Mentre continua la crisi senza precedenti del settore dell’aviazione, causata dagli effetti della pandemia sul traffico passeggeri, continua però anche la progressione dei ricavi che le compagnie aeree potranno attendersi dal segmento cargo.

Lo scorso giugno Iata aveva diffuso un outlook sul settore nel suo complesso nel quale ipotizzava una flessione dei ricavi pari al 50% per quest’anno (da 838 a 419 miliardi di dollari) e una leggera ripresa per il 2021 fino a 598 miliardi. Relativamente al solo segmento merci, le stime parlavano al contrario di un maxi fatturato atteso a circa 110 miliardi per quest’anno (dai 102,4 del 2019) e addirittura a 138 miliardi (+25% sul 2020) nel prossimo.
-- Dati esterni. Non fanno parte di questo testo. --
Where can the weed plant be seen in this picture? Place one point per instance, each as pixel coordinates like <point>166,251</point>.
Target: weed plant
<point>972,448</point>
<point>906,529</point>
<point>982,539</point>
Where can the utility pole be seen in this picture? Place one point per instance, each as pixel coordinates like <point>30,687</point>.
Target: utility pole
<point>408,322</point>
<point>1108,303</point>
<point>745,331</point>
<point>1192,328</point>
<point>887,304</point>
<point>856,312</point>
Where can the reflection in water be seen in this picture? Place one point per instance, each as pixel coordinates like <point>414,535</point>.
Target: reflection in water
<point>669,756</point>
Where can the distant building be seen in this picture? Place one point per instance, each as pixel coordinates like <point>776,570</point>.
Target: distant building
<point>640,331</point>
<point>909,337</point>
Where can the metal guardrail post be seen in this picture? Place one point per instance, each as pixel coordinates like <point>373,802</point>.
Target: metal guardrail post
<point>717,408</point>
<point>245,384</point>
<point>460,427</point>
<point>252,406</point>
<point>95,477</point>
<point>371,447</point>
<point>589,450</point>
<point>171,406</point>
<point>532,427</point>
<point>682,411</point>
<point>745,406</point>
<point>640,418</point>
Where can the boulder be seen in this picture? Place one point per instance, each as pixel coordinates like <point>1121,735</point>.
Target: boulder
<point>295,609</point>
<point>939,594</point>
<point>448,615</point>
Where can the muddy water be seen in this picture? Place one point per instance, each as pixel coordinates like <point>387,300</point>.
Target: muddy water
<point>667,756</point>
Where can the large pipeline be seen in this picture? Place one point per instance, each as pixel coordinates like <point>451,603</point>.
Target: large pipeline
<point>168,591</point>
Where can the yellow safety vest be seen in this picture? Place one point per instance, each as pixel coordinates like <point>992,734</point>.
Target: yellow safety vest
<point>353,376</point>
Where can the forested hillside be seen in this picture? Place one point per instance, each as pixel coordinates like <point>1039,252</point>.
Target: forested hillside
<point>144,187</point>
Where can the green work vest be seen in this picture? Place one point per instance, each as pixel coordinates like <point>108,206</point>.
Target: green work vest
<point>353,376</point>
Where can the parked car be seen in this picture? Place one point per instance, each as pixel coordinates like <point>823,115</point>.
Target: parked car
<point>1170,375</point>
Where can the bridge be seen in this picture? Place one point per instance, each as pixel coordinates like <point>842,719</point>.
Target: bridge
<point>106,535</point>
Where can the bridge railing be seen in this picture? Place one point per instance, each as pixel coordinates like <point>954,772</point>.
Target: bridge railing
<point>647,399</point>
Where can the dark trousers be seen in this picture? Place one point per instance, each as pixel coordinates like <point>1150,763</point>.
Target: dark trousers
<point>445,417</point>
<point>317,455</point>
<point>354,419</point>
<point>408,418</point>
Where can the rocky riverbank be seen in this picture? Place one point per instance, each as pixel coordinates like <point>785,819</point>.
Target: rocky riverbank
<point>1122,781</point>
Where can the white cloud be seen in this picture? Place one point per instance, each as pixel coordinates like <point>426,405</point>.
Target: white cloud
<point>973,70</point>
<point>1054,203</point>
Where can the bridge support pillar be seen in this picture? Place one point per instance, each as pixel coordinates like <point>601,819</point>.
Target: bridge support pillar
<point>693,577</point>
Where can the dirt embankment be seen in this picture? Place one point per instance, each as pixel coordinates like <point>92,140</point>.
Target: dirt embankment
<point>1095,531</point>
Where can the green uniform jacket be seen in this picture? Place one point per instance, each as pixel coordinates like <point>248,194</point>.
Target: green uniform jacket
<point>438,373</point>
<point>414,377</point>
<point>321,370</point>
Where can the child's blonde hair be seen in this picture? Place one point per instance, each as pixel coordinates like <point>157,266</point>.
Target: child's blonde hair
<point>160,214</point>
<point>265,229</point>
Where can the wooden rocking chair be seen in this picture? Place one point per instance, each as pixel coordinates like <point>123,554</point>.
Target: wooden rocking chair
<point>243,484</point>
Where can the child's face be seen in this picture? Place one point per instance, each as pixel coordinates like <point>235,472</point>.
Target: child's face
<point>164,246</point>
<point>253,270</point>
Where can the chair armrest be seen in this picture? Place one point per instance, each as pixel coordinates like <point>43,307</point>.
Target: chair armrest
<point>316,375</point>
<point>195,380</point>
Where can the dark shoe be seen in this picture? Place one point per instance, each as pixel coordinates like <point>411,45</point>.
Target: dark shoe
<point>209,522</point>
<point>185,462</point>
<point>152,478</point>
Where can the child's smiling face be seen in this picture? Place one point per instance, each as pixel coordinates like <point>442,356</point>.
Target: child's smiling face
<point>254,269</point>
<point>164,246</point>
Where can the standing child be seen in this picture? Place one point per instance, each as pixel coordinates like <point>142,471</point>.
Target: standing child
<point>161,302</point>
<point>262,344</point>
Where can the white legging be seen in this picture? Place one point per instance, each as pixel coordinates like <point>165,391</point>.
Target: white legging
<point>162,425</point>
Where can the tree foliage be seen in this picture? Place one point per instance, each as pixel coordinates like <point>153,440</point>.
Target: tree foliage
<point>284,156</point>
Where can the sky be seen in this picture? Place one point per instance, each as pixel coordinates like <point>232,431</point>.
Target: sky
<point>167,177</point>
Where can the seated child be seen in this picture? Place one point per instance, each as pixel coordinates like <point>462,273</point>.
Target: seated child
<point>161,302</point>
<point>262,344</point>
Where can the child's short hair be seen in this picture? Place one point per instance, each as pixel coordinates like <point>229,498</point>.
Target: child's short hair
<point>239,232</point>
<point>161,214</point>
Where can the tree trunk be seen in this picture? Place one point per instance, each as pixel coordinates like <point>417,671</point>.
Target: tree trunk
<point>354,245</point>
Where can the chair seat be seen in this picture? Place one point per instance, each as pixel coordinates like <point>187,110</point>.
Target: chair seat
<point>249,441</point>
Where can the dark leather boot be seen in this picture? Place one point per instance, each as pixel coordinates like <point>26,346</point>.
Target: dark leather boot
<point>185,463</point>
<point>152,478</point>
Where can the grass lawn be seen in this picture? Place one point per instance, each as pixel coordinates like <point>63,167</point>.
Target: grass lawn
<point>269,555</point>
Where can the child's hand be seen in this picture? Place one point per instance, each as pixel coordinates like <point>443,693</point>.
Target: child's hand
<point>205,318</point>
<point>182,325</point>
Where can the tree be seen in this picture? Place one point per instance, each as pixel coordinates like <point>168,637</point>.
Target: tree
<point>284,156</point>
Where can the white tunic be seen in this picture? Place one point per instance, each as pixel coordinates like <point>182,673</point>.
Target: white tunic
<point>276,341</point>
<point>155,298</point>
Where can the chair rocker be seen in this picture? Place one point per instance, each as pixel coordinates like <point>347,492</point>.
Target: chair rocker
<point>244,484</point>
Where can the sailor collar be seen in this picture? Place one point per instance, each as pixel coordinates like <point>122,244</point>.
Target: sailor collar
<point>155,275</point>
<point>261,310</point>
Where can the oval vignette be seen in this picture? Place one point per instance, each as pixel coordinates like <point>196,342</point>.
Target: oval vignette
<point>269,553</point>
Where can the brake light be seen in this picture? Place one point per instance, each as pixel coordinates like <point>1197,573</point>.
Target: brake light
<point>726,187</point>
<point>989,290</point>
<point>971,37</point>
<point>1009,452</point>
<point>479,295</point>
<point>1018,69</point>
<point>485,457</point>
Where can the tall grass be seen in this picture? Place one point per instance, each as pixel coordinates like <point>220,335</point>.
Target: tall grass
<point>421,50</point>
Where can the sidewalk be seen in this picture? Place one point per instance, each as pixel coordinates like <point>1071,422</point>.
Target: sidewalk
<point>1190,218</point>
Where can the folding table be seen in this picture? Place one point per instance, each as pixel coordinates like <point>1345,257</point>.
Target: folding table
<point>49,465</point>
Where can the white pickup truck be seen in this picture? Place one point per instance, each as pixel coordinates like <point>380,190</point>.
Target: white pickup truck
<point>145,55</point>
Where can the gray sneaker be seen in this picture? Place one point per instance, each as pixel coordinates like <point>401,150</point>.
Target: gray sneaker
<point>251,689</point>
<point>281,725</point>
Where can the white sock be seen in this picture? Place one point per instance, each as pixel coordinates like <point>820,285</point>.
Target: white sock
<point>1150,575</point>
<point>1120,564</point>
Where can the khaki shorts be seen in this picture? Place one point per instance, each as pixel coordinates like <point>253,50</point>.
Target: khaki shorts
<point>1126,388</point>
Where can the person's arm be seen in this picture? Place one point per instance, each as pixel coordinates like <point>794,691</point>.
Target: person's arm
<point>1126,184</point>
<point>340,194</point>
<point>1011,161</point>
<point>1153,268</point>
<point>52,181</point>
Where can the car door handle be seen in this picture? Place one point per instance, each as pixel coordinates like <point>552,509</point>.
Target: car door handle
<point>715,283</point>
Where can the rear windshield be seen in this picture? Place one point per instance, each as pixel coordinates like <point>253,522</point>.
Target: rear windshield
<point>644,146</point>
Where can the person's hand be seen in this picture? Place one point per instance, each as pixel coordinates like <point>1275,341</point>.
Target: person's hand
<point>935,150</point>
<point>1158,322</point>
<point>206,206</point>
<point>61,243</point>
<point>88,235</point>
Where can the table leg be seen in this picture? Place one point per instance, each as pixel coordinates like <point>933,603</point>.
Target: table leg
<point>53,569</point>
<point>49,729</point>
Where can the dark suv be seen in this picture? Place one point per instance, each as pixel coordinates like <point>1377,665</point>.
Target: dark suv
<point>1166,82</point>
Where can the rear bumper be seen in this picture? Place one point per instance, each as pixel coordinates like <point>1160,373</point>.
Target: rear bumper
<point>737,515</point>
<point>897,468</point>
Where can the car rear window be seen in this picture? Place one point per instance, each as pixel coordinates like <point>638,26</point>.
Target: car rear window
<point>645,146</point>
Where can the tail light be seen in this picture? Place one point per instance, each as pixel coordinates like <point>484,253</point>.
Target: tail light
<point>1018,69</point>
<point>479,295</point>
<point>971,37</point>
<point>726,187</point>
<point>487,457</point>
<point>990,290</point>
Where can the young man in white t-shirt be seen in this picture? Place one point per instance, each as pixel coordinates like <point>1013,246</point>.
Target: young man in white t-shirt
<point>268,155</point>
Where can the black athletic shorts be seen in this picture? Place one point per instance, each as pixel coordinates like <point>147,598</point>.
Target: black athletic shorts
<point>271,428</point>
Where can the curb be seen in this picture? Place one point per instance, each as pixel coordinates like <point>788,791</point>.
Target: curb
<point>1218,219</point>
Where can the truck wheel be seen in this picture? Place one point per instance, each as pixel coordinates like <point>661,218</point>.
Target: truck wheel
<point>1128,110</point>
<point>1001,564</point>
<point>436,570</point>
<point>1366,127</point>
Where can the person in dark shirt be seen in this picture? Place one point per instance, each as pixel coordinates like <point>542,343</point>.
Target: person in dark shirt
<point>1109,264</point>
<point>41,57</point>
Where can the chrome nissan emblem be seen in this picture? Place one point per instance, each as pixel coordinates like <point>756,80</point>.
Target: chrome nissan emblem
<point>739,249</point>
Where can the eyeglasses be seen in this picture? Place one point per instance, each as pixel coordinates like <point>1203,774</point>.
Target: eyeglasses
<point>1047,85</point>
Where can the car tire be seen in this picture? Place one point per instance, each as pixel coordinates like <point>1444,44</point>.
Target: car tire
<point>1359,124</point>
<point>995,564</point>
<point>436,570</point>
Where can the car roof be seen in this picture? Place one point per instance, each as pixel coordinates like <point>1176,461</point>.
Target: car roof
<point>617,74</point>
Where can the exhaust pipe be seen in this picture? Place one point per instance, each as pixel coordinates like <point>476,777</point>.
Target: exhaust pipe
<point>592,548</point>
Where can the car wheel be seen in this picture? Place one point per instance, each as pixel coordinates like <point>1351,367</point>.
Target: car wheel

Le prospettive per le due anime del trasporto aereo, passeggeri e merci, risultano però ancora più divergenti nell’ultimo report dell’associazione, diffuso ieri.
Iata prevede infatti ora che i ricavi delle spedizioni aeree delle merci per il 2020, pur a fronte di un calo dei volumi, saranno addirittura pari a 117,7 miliardi di dollari, grazie a una contrazione della capacità complessiva del 45% (del 24% di quella belly). Ancora meglio andrà nel 2021, quando ora la stima dell’associazione è di un maxifatturato da 139,8 miliardi.

Il tutto a fronte di un andamento del settore nel suo insieme altamente drammatico, e invece peggiore rispetto alla stima di giugno: i ricavi complessivi attesi sono infatti calati ora a quota 328 miliardi per il 2020 e a 459 miliardi per il 2021.

Tornando al segmento cargo, dal punto dei ricavi questo rappresenterà per quest’anno una ‘fetta’ pari al 36% del totale (contro il 12% del 2019). Dal punto di vista dei volumi, le previsioni dell’associazione sono per il 2020 di movimentazioni complessive per 54,2 milioni di tonnellate e di 61,2 nel 2021 (quindi in linea con i 61,3 milioni di tonnellate del 2019), un traffico a cui contribuirà in modo sostanziale il trasporto dei vaccini anti-Covid.